In particular: I'm trying to make an API function that takes in a string with variable names in it, e.g. "one + two", which should then be substituted in by the values of variables in those names in the variables collection (which should already have entries with name "one" and value 1, etc), and add to a different collection the evaluated result. I've written this and other functions in regular GraphQL, and would like to transfer them to Vulcan instead. Is this doable? For Vulcan Meteor, I looked at the page https://docs.vulcanjs.org/api-schemas.html , but apparently that's not how it works anymore. I asked in Slack, and it was suggested that I make an issue here.

eric-burel commented 2 years ago

Yep thank you for opening a ticket, it will be easier to track. Are you able to share code samples here so I can see how it could be structured?

Also, do you think your API endpoint is tied to a specific model? Like your "Variable" collection? Or is it a totally independant endpoint?

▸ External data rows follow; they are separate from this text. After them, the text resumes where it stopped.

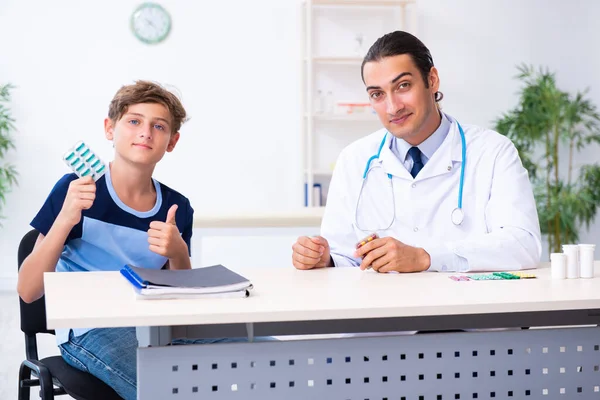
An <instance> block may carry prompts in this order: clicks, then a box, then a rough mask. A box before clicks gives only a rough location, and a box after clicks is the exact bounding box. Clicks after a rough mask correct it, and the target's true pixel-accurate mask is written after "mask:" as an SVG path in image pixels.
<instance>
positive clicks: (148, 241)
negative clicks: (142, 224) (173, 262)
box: [148, 204, 188, 259]
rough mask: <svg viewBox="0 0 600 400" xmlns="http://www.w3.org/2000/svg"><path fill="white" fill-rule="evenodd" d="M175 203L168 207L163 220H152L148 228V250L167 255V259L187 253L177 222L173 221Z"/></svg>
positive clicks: (157, 253)
mask: <svg viewBox="0 0 600 400" xmlns="http://www.w3.org/2000/svg"><path fill="white" fill-rule="evenodd" d="M176 212H177V204H174V205H172V206H171V208H169V211H168V212H167V219H166V221H165V222H162V221H152V222H151V223H150V229H148V243H149V244H150V247H149V248H150V251H152V252H154V253H156V254H160V255H161V256H165V257H168V258H169V259H172V258H178V257H181V255H182V254H185V255H187V252H188V249H187V244H186V243H185V241H184V240H183V238H182V237H181V234H180V233H179V229H177V224H176V223H175V213H176Z"/></svg>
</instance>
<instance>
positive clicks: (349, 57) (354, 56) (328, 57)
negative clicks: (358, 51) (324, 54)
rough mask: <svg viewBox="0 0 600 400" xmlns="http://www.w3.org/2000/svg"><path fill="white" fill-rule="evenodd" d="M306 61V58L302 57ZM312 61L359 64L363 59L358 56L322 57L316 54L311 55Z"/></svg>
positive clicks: (327, 64) (329, 64) (354, 65)
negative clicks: (318, 55)
mask: <svg viewBox="0 0 600 400" xmlns="http://www.w3.org/2000/svg"><path fill="white" fill-rule="evenodd" d="M304 61H306V58H305V59H304ZM312 61H313V62H314V63H315V64H323V65H352V66H360V65H361V64H362V61H363V57H359V56H350V57H335V56H334V57H322V56H317V57H313V58H312Z"/></svg>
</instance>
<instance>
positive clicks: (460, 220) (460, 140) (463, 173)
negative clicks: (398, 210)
mask: <svg viewBox="0 0 600 400" xmlns="http://www.w3.org/2000/svg"><path fill="white" fill-rule="evenodd" d="M456 124H457V125H458V131H459V132H460V141H461V145H462V161H461V163H460V183H459V186H458V207H456V208H455V209H454V210H452V214H451V215H450V219H451V221H452V223H453V224H454V225H457V226H458V225H460V224H462V222H463V220H464V219H465V213H464V211H463V210H462V192H463V187H464V183H465V164H466V163H467V142H466V140H465V132H464V131H463V129H462V126H460V124H459V123H458V121H456ZM386 139H387V132H386V133H385V135H384V136H383V140H382V141H381V144H380V145H379V150H378V151H377V154H375V155H373V156H371V158H369V161H367V167H366V168H365V172H364V174H363V181H364V180H365V179H366V177H367V173H368V172H369V168H370V167H371V162H373V160H376V159H379V156H380V155H381V149H382V148H383V146H384V145H385V142H386ZM387 176H388V178H389V179H390V181H391V179H392V174H387ZM394 208H395V207H394ZM395 218H396V210H395V209H394V219H395Z"/></svg>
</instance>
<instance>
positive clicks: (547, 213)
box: [495, 65, 600, 252]
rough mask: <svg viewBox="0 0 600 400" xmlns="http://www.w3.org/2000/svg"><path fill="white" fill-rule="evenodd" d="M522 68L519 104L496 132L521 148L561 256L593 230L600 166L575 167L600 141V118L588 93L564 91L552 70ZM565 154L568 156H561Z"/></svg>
mask: <svg viewBox="0 0 600 400" xmlns="http://www.w3.org/2000/svg"><path fill="white" fill-rule="evenodd" d="M518 69H519V74H518V75H517V79H519V80H521V81H522V82H523V83H524V86H523V88H522V89H521V91H520V93H519V102H518V105H517V107H515V108H514V109H513V110H510V111H508V112H507V113H505V114H503V115H502V116H501V117H500V118H499V119H498V120H496V121H495V128H496V130H497V131H498V132H500V133H502V134H504V135H506V136H508V137H509V138H510V139H511V140H512V141H513V143H514V144H515V146H516V147H517V149H518V151H519V156H520V157H521V160H522V162H523V165H524V167H525V168H526V169H527V170H528V172H529V177H530V179H531V182H532V184H533V187H534V194H535V198H536V203H537V210H538V214H539V219H540V227H541V230H542V233H543V234H545V235H546V237H547V240H548V249H549V251H550V252H561V251H562V250H561V245H562V244H568V243H576V242H577V241H578V240H579V229H580V228H581V227H582V226H583V225H586V227H588V228H589V225H590V223H591V222H592V221H593V220H594V217H595V216H596V212H597V209H598V205H599V204H600V165H598V164H591V165H578V166H576V165H574V159H575V158H576V156H577V153H578V152H579V151H580V150H581V149H582V148H584V147H585V146H587V145H589V144H591V143H600V114H599V113H598V111H597V110H596V106H595V105H594V104H592V103H591V101H590V100H589V99H588V98H587V97H586V96H587V90H586V91H584V92H577V93H576V94H575V95H573V94H570V93H568V92H565V91H562V90H560V89H559V88H558V87H557V85H556V79H555V75H554V73H550V72H549V71H548V70H544V69H541V68H540V69H539V70H537V71H536V70H535V69H534V68H533V67H531V66H526V65H521V66H519V67H518ZM565 146H566V148H564V147H565ZM561 149H564V151H562V152H561V151H560V150H561ZM540 150H541V153H542V154H541V156H537V154H539V153H540ZM567 150H568V151H567ZM564 153H567V154H568V156H566V157H563V158H560V157H559V156H560V155H561V154H564ZM565 158H567V160H566V161H565V160H564V159H565ZM563 163H566V172H565V169H564V168H563V165H565V164H563ZM576 167H579V168H578V169H579V176H578V177H577V178H576V179H575V178H574V177H573V174H574V172H576ZM561 168H562V169H561Z"/></svg>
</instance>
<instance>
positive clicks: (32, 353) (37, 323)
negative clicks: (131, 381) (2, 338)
mask: <svg viewBox="0 0 600 400" xmlns="http://www.w3.org/2000/svg"><path fill="white" fill-rule="evenodd" d="M37 237H38V232H37V231H36V230H31V231H29V232H27V233H26V234H25V236H23V238H22V239H21V243H20V244H19V253H18V266H19V268H21V264H22V263H23V260H25V258H26V257H27V256H28V255H29V253H31V251H32V250H33V247H34V245H35V241H36V239H37ZM19 302H20V308H21V310H20V311H21V330H22V331H23V333H24V334H25V354H26V356H27V359H26V360H25V361H23V362H22V363H21V367H20V368H19V400H29V391H30V388H31V387H34V386H40V397H41V398H42V400H53V399H54V396H60V395H64V394H68V395H70V396H71V397H73V398H75V399H77V400H96V399H98V400H100V399H102V400H121V397H120V396H119V395H117V393H116V392H115V391H114V390H113V389H112V388H111V387H110V386H108V385H107V384H105V383H104V382H102V381H101V380H100V379H98V378H96V377H95V376H93V375H91V374H88V373H87V372H83V371H80V370H78V369H76V368H73V367H71V366H70V365H69V364H67V363H66V362H65V361H64V360H63V358H62V357H61V356H53V357H46V358H43V359H41V360H40V359H39V358H38V351H37V336H36V335H37V334H38V333H50V334H52V335H54V331H52V330H48V329H47V327H46V306H45V303H44V297H43V296H42V298H40V299H38V300H36V301H34V302H33V303H31V304H27V303H25V302H24V301H23V300H21V299H20V298H19ZM32 373H33V376H34V379H32V377H31V375H32Z"/></svg>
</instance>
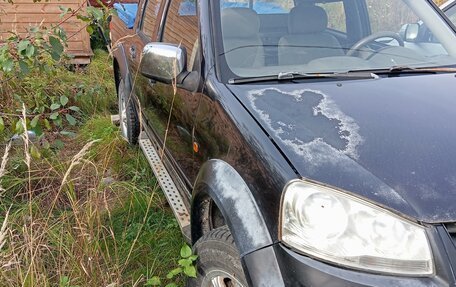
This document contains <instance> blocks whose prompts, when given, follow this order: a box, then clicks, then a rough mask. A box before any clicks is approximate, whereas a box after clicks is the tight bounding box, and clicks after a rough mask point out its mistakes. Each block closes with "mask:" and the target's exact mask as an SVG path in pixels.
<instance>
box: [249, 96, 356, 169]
mask: <svg viewBox="0 0 456 287" xmlns="http://www.w3.org/2000/svg"><path fill="white" fill-rule="evenodd" d="M267 91H274V92H277V93H280V94H283V95H287V96H291V97H293V98H294V99H295V100H296V102H302V100H303V95H304V94H305V93H307V92H309V93H313V94H317V95H320V96H321V97H322V100H321V101H320V103H319V104H318V105H317V106H315V107H313V113H314V116H319V115H322V116H324V117H326V118H327V119H329V120H337V121H338V122H339V125H338V127H337V128H338V133H339V137H340V139H342V140H344V141H346V142H347V144H346V147H345V149H343V150H338V149H336V148H334V147H332V146H331V145H329V144H328V143H326V142H324V141H323V139H322V138H315V139H314V140H312V141H311V142H304V141H302V140H301V139H298V138H295V139H293V140H290V139H284V138H283V137H281V135H282V134H284V131H283V128H285V127H287V128H289V129H290V130H293V128H294V127H295V126H294V125H292V124H287V123H284V122H281V121H280V122H278V123H277V124H278V125H279V126H280V127H279V128H274V127H273V124H272V121H271V118H270V116H269V114H267V113H266V112H264V111H263V110H261V109H259V108H258V107H257V106H256V100H257V99H258V98H259V97H261V96H264V94H265V92H267ZM248 98H249V100H250V102H251V105H252V107H253V109H254V110H255V111H256V112H257V113H258V115H259V116H260V118H261V119H262V120H263V121H264V122H265V123H266V124H267V126H268V127H269V129H270V130H271V131H273V132H274V133H275V135H276V136H277V138H279V139H280V140H281V141H282V142H283V143H284V144H285V145H287V146H288V147H290V148H291V149H292V150H293V151H294V152H295V153H297V154H298V155H300V156H302V157H303V158H305V159H306V160H307V161H308V162H309V163H311V164H312V165H320V164H321V163H323V162H327V161H334V160H337V159H338V158H340V157H341V156H344V155H345V156H349V157H351V158H353V159H358V157H359V155H358V153H357V147H358V146H359V145H360V144H362V142H363V139H362V137H361V135H360V134H359V126H358V124H357V123H356V122H355V121H354V120H353V119H352V118H351V117H349V116H347V115H345V114H344V113H343V112H342V111H341V110H340V109H339V108H338V107H337V105H336V104H335V103H334V101H333V100H331V99H330V98H329V97H328V96H327V95H326V94H324V93H322V92H320V91H316V90H311V89H302V90H295V91H292V92H284V91H281V90H279V89H277V88H266V89H259V90H253V91H250V92H249V94H248ZM282 127H283V128H282Z"/></svg>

Because we could add typeDefs and resolvers fields to graphql server models to make this more intuitive, and automatically load them into the graphql API.

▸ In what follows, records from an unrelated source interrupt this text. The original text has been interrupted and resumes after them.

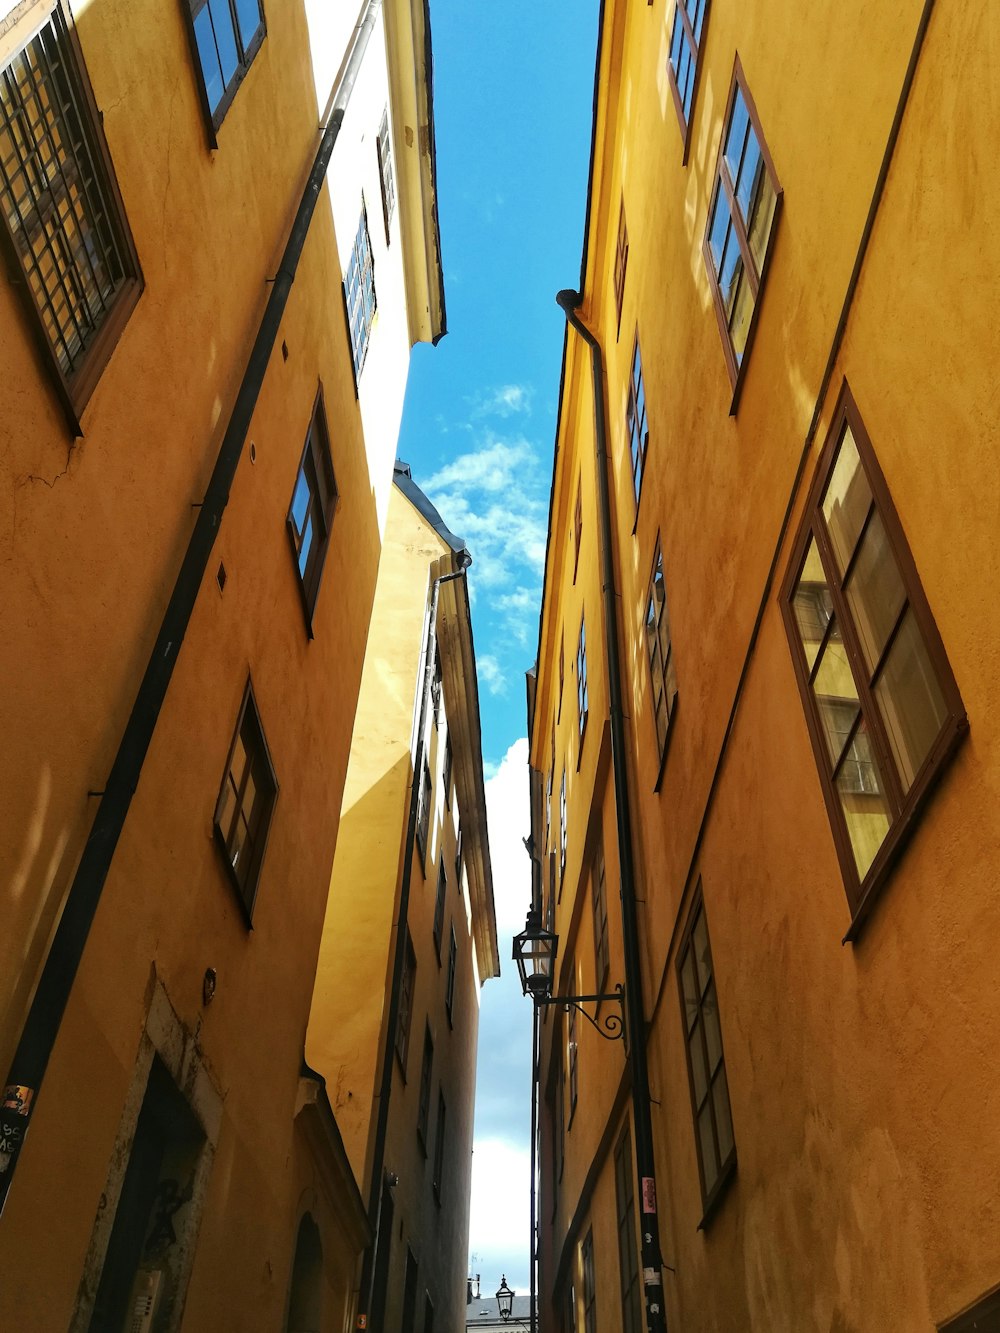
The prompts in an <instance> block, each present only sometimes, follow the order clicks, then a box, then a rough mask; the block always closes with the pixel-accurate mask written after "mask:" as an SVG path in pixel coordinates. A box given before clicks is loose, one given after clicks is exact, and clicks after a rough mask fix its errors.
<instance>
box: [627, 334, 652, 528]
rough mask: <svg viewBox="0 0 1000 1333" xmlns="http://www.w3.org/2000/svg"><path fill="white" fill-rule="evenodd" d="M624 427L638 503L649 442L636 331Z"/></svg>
mask: <svg viewBox="0 0 1000 1333" xmlns="http://www.w3.org/2000/svg"><path fill="white" fill-rule="evenodd" d="M625 427H627V429H628V449H629V455H631V457H632V487H633V489H635V493H636V504H639V492H640V491H641V489H643V472H644V471H645V449H647V445H648V444H649V427H648V424H647V420H645V389H644V387H643V357H641V355H640V352H639V335H637V333H636V341H635V347H633V349H632V371H631V373H629V377H628V408H627V411H625Z"/></svg>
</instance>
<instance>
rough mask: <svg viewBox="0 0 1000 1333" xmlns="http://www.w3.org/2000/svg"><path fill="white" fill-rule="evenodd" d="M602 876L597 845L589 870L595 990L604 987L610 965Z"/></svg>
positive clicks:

daniablank commented 2 years ago

Here's the original resolver, edited for brevity:

 calculateResult: async(obj, args, context, info) => {

      const db = mongoose.connection;

      const getVariable = async function(name) {
        return await db.collection("variables").find({/* some filters*/, name: name}).toArray()[0];
      }

      let allRelevantVariables = await db.collection("variables").find({/* some filters */}).toArray();

      const matchVariable = function(str) {
        for (let i = 0; i < allRelevantVariables.length; i++){
          const possibleVar = allRelevantVariables[i]["name"];
          if (str.includes(possibleVar)) {
            return allRelevantVariables[i];
          }
        }
        return false;
      }

      const inputString = args.expression;
      const  percolateVariables = async function(str) {
        let firstFoundVariable = matchVariable(str);
        if (! firstFoundVariable) {
          return str;
        } else {
          const fullFirstVarValue : String = String(await percolateVariables(firstFoundVariable["value"]));
          const truncatedFirstVarValue = replaceAll(fullFirstVarValue, "=", "");          
          const substitutedStr = replaceAll(str, firstFoundVariable["name"], truncatedFirstVarValue);
          return await percolateVariables(substitutedStr);
        }
      }
      let fullString = await percolateVariables(inputString);
        let assignedValue = /* Parse and evaluate fullString */;
        db.collection("models").findOneAndUpdate({/* some filters */}, {$set: {/* misc fields */, score: assignedValue}});
        return assignedValue;
      }
   },
  }
};
daniablank commented 2 years ago

As you can see, it uses the data in one collection, "variables", to update another collection, "models".

eric-burel commented 2 years ago

Hi, I've worked a bit on this this afternoon:

You can check how we seed data, in order to understand "mutators". They are the building blocks of Vulcan default resolvers, but not yet well exposed and they lack a "Read" counterpart.

If you want to simplify this code, a first step would be to use the "Connector" from Vulcan. They add some sugar over Mongoose with generic operations. But you are not obligated to do so, I really think your code is fine. Vulcan is there to make the generic operation easy, but the non-generic stuff should preferably be written using barebones Mongoose/Apollo, exactly like you did.